Boris Johnson said Britain is past the peak of the outbreak, and he promised to set out details next week for reopening. Sterling got a lift from the ECB’s slightly dovish hold but recent pound strength potentially faces challenges in the new month. There are lingering uncertainties about Brexit and the BoE meets on May 7, and is likely to follow the ECB and Fed’s lead holding rates steady, waiting to see if already proffered aid and stimulus helps stabilise the UK economy. However, there is a risk that the BoE will be dovish owing to the high degree of virus-related economic uncertainty prevalent in the UK.

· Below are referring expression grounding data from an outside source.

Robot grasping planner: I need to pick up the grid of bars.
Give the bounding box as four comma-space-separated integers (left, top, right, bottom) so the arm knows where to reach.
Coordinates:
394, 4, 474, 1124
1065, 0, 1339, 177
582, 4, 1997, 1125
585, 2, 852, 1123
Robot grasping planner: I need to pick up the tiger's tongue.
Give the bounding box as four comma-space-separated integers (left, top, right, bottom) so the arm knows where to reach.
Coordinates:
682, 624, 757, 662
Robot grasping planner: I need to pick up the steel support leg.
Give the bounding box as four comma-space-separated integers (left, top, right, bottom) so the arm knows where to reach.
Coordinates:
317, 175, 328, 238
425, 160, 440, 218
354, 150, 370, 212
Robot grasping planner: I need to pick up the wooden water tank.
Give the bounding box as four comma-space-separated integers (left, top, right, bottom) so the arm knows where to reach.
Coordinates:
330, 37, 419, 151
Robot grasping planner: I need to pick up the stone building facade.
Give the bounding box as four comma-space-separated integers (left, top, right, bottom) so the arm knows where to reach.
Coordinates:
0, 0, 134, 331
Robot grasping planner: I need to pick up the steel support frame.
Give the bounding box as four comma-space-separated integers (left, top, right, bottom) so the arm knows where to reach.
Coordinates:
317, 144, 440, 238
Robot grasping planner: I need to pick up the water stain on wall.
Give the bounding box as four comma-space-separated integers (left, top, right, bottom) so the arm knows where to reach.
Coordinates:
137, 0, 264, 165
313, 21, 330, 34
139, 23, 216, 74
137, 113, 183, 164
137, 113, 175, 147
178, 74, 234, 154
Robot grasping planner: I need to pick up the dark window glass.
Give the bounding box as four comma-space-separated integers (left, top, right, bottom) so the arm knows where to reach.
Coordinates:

The ECB held the key deposit rate steady yesterday but lowered the TLTRO III rate which was seen as slightly weak considering the current climate. The European Central Bank now expects the euro area economy to contract by a staggering 5-12% in 2020. As the scale of the challenge has increased, President Christine Lagarde reiterated the Governing Council is ready to flex its emergency asset purchase program to keep spreads tight. Even so, the sharp deterioration in economic and fiscal prospects means it is likely the program will have to be expanded.


Donald Trump continued to blame China for the pandemic and threatened to use tariffs to retaliate, though he didn’t say why he believes the virus came from a Wuhan lab. Economic adviser Larry Kudlow denied on CNBC that cancelling some of America’s debt obligations to China has been discussed. The president may block a government retirement fund from investing in Chinese firms seen posing a national security risk.

Main Economic Data/Central Banks/Government (All Times BST)

  • 7:00 a.m.: U.K. April Nationwide House Prices
  • 9:30 a.m.: U.K. March Mortgage Approvals, April Manufacturing PMI
  • 2:45 p.m.: U.S. April Manufacturing PMI
  • Labor Day/May Day celebrated in countries globally
  • OPEC+ supply cuts scheduled to take effect
  • U.S. Total Vehicle Sales

Corporate Highlights

Apple eked out quarterly sales growth, and CEO Tim Cook said the company saw a “pickup” in the second half of April after a “very depressed” period in late March — but the company didn’t provide a forecast for the first time in more than a decade.

Visa’s adjusted quarterly EPS of $1.39 beat the $1.35 estimate.

Amgen’s first-quarter revenue increased 11% year-over year to $6.2 billion.

Gilead sees “significant uncertainty” in how the pandemic will affect its business, even as its drug appears headed for swift authorization.

United aims to cap its daily cash burn rate at no more than $45 million. Its loss was narrower than consensus.

Allianz withdrew its 2020 profit target.